Lecture 4 Problems - CSCI 476/576

  1. Suppose you want to detect edges at a 2x reduced spatial scale. You have two choices: double the size of your gradient filters, or halve the size of your image. Calculate and compare the number of multiplications required per input pixel to perform each of these approaches. Assume that your downsampling prefilter is 5x5 and a “double size” sobel filter would be 7x7 (i.e., the half-width is doubled). Which approach will be more efficient if you want to detect edges at multiple reduced spatial scales?
  2. Suppose you have a 128x128 image, and you compute a full Gaussian pyramid. How much storage (measured in pixels) is required to store the whole Gaussian pyramid?

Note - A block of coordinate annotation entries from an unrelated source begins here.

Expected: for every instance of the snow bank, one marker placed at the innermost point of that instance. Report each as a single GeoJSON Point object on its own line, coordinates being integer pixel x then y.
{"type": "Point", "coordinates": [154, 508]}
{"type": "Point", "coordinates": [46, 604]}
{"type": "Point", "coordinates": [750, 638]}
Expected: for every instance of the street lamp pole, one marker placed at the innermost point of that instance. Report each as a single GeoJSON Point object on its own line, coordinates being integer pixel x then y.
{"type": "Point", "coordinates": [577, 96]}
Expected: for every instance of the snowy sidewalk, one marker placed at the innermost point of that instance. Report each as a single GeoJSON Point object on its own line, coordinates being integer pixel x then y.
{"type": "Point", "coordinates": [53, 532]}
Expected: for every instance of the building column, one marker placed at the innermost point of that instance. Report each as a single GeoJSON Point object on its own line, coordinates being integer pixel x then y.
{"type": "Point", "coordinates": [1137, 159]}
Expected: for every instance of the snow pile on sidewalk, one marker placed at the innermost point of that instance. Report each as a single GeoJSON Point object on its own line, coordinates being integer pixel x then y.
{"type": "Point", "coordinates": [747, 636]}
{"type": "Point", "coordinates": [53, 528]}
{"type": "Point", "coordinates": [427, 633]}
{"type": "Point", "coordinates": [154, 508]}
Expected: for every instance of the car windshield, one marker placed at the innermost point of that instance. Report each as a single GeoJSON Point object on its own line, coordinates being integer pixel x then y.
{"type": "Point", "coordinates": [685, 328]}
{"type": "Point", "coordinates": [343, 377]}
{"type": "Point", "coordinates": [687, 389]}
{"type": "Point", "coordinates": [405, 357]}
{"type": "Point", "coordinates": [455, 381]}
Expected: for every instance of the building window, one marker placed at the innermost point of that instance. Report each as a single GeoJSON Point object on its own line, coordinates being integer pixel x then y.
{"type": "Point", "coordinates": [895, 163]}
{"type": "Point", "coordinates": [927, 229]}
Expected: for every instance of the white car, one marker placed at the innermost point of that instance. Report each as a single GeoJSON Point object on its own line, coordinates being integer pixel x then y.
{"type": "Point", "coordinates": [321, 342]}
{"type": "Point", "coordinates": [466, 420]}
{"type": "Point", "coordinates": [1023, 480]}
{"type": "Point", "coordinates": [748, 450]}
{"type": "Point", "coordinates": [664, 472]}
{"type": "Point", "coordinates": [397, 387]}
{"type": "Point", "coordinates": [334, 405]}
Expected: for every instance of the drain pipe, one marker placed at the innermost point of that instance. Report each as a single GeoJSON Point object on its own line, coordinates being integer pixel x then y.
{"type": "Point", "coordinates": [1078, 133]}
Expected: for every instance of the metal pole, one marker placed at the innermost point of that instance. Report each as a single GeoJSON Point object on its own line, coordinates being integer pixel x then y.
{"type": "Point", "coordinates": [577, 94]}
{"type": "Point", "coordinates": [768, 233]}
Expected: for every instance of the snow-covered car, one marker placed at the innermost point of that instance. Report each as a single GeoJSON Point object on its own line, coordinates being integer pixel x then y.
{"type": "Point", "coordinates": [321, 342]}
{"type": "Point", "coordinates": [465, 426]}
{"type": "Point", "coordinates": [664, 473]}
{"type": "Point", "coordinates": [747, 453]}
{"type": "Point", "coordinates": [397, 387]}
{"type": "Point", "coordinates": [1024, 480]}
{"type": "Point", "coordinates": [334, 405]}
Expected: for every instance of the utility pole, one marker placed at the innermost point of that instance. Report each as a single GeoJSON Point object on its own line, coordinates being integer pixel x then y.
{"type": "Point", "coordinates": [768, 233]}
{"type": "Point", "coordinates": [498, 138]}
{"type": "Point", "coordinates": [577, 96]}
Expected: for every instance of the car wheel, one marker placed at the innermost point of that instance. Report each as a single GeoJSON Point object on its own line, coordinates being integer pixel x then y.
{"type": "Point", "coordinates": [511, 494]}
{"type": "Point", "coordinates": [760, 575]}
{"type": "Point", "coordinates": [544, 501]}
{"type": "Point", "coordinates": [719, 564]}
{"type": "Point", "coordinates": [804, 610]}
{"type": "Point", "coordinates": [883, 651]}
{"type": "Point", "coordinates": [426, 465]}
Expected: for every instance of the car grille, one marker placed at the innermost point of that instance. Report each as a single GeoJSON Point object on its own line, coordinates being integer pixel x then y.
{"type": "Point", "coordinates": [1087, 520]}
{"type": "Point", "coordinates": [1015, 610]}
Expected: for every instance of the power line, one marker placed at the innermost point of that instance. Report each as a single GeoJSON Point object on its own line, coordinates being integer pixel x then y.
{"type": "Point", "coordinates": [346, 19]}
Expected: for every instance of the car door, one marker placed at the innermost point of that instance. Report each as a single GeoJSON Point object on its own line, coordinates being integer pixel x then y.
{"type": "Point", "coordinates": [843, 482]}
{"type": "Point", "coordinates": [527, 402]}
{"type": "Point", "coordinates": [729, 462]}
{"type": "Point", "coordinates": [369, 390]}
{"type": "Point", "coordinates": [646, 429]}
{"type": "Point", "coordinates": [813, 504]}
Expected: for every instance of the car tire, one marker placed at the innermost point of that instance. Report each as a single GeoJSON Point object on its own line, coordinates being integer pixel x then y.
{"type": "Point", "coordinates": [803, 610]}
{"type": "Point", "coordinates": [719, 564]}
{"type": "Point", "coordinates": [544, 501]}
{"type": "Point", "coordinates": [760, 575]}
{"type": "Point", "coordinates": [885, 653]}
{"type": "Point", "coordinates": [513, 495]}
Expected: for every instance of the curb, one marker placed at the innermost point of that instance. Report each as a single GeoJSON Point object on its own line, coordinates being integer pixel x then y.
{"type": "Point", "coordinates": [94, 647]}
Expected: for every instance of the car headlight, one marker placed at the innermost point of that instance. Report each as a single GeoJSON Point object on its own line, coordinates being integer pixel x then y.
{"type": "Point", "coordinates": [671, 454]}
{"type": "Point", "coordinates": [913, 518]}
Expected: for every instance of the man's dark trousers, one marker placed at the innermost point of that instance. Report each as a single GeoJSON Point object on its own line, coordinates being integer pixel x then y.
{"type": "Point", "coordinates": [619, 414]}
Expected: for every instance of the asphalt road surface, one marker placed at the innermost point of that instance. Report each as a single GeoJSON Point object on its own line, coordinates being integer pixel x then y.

Suppose you are given the Laplacian and Gaussian pyramids for an input image \(I.\) \(G_{0 \ldots k}\) are the Gaussian pyramid levels starting at the original image (\(G_0\)), while the Laplacian layers \(L_{0\ldots k}\) are the “detail” layers, with each \(L_i\) at the same resolution as \(G_i\).

  1. When is it the case that \(G_\ell = L_\ell\)?

  2. Given all levels of both pyramids, give an expression that yields a result as close as possible to \(G_j\) with a sharpening filter applied. You don’t need to actually do any filtering.

  3. Give an algorithm to reconstruct \(G_0\) using only the levels of \(L\).